C’eſt un deffaut aſſez ordinaire aux petits eſprits de s’entêter de cette dignité, ſans conſiderer que ce n’eſt qu’un rôle qu’ils joüent pour peu de temps, que les vains honneurs qu’ils exigent ſouvent mal-à-propos & contre l’intention du Maître ne les regardent poin, & que la reputation d’être un galanthomme, ne regarde qu’eux.

Ils doivent auſſi prendre garde de proſtituer leur dignité, comme font ceux qui vont dans des cabarets & autres lieux malhonnêtes & mal ſéans, & qui ont pour amis & pour confidens des hommes notez par leurs vices & par leurs débauches.

Un Negociateur ne doit pas être facile à promettre, mais exact à executer ce qu’il a promis, on s’offenſe moins d’un refus que d’un manque de parole.

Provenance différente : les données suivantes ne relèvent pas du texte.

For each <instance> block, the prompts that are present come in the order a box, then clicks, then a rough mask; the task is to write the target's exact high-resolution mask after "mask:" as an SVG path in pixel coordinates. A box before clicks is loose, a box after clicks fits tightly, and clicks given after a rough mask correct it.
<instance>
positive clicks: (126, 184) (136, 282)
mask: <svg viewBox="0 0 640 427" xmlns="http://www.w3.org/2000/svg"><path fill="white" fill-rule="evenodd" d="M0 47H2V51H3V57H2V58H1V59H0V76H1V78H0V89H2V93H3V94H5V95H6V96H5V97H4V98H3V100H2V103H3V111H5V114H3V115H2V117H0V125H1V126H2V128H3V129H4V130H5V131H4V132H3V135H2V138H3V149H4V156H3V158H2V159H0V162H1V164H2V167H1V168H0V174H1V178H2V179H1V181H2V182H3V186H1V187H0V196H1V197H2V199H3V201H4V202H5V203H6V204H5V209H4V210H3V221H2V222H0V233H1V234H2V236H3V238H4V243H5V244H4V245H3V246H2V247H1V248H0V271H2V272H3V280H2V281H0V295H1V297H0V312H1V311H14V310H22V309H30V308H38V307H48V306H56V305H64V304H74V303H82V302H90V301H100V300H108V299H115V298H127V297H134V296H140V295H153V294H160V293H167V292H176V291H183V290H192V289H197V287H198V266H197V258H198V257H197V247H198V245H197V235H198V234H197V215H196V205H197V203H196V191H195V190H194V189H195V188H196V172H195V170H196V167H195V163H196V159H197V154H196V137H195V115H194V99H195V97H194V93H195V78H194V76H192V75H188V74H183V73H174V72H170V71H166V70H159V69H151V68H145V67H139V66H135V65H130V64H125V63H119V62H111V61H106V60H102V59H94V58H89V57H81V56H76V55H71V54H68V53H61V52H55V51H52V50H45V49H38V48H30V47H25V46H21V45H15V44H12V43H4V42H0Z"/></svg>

Lorſqu’il a bien établi ſon credit & la foi en ſes promeſſes, il eſt en état de rendre de grands ſervices à ſon Prince & de trouver du ſecours dans les beſoins preſſans, pendant qu’un fourbe connu pour tel eſt abandonné en pareils cas de tous ceux qui le connoiſſent.

  1. Nom qu’on donne en France au Roi d’Armes, ou premier Herault, lorſqu’il eſt vêtu de ſa cotte d’armes.